There was an alternative technique that I witnessed in the bay that the more successful fishers employed and I attempted to copy. Consequently, this was when I caught my sockeye. The technique is referred to as the Kenai Flip. The Kenai Flip is accomplished by casting your line but a short distance. Instead of reeling in the line simply let the hook sink for a second then yank it swiftly through the water. The free hand pulls part of the line in and the hand holding the pole completes a circular motion pulling the hook out of the water and then immediately casting again. The action is accomplished quickly and completed at a rate of 15 to 20 times per minute.

Casting the line and reeling in takes some practice but is a skill that can be picked up quickly.

I assume I witnessed more success with this technique because the more frequent casts give the fisher a greater number of opportunities for success. Additionally, it seemed to be easier to pull the line in with velocity. The trade off of this method is that it can be exhausting to perform over an extended period.

Once the sockeye is snagged on the line the fisher is required to reel in the line quickly and simultaneously back up. The salmon will vigorously attempt to free itself so the more quickly one gains the shore the greater the chances of success. The sockeye will flip and flop about on the shore and is extraordinarily slippery so killing it can be difficult for the experienced and inexperienced alike.

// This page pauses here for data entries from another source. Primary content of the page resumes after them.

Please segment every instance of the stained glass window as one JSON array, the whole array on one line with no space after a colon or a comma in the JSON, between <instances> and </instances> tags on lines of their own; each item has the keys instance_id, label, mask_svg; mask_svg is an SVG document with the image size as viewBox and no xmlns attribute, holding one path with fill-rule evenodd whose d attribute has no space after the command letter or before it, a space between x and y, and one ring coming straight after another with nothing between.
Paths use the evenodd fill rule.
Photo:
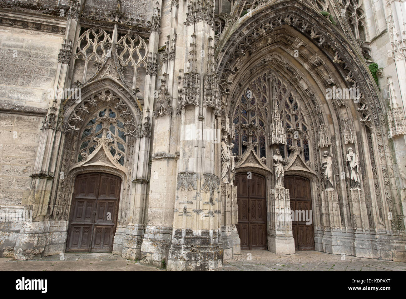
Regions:
<instances>
[{"instance_id":1,"label":"stained glass window","mask_svg":"<svg viewBox=\"0 0 406 299\"><path fill-rule=\"evenodd\" d=\"M282 125L287 137L287 145L280 147L282 156L287 158L292 153L289 146L303 146L302 157L310 160L309 126L304 116L301 100L294 89L285 84L283 80L276 78L274 81L269 72L254 77L242 90L233 111L232 121L235 124L235 135L233 140L234 154L242 155L246 147L242 143L248 141L251 136L253 142L258 142L255 150L259 158L267 157L270 153L268 138L270 125L270 113L273 98L276 98L279 108ZM273 94L276 92L274 95ZM253 124L258 129L249 131L243 126Z\"/></svg>"},{"instance_id":2,"label":"stained glass window","mask_svg":"<svg viewBox=\"0 0 406 299\"><path fill-rule=\"evenodd\" d=\"M113 139L108 143L108 147L111 156L118 162L124 165L127 148L127 130L124 128L123 121L118 117L119 114L113 108L104 108L95 113L82 129L78 156L78 162L83 159L83 154L90 155L96 149L97 143L94 139L103 136L103 121L97 121L98 117L102 117L108 113L110 122L106 125L106 136Z\"/></svg>"}]
</instances>

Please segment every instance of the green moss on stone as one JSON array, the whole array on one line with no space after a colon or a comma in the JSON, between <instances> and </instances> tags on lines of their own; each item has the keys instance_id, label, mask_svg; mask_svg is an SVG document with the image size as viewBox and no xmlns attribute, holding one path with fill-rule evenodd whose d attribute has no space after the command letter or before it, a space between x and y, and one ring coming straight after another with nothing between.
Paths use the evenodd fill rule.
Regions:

The miniature acts of violence that occur periodically along the rocky Alaskan shore can be an amusing spectacle to the bored and less fortunate fishers standing around. A small plastic club picked up from any outdoor recreation department for a few dollars is the best at putting the fish to rest but a hardy rock or a solid kick has proved somewhat successful too. Once the salmon ceases moving, the stringer is used to keep the fish on a rope tied to your belt. This allows the salmon to stay fresh and dangle off the rope in the water. It also acts as a sort of badge along the shoreline, the successful and seasoned fishers often have upwards of five salmon in tow as they move up and down the shore.

In addition to the possibility of catching well over $300 of fresh healthy meat in one day, several other benefits of fishing in Resurrection Bay become readily apparent. Resurrection Bay is one of the most scenic places in the southern portion of Alaska. Mountains can be seen on three sides, while on the fourth side the bay opens to the Pacific Ocean. A visitor is likely to see over three bald eagles per visit either landed along the shore or circling in the sky. On one lucky occasion, I witnessed the spout of some species of whale shoot up from Resurrection Bay several times. A careful and patient observer might see the head of an otter or seal pop out amidst the waves. The evolution of the shore as the tide goes in and out over the course of several hours is also interesting to witness. Based on my casual observation the tide subtly changes through the days and weeks slowly transforming the shore. To be honest fishing is not my favorite pastime but it is an activity that I will continue to pursue during my time in Alaska because I can catch valuable meat, learn a valuable skill, and enjoy the beautiful Alaskan coast.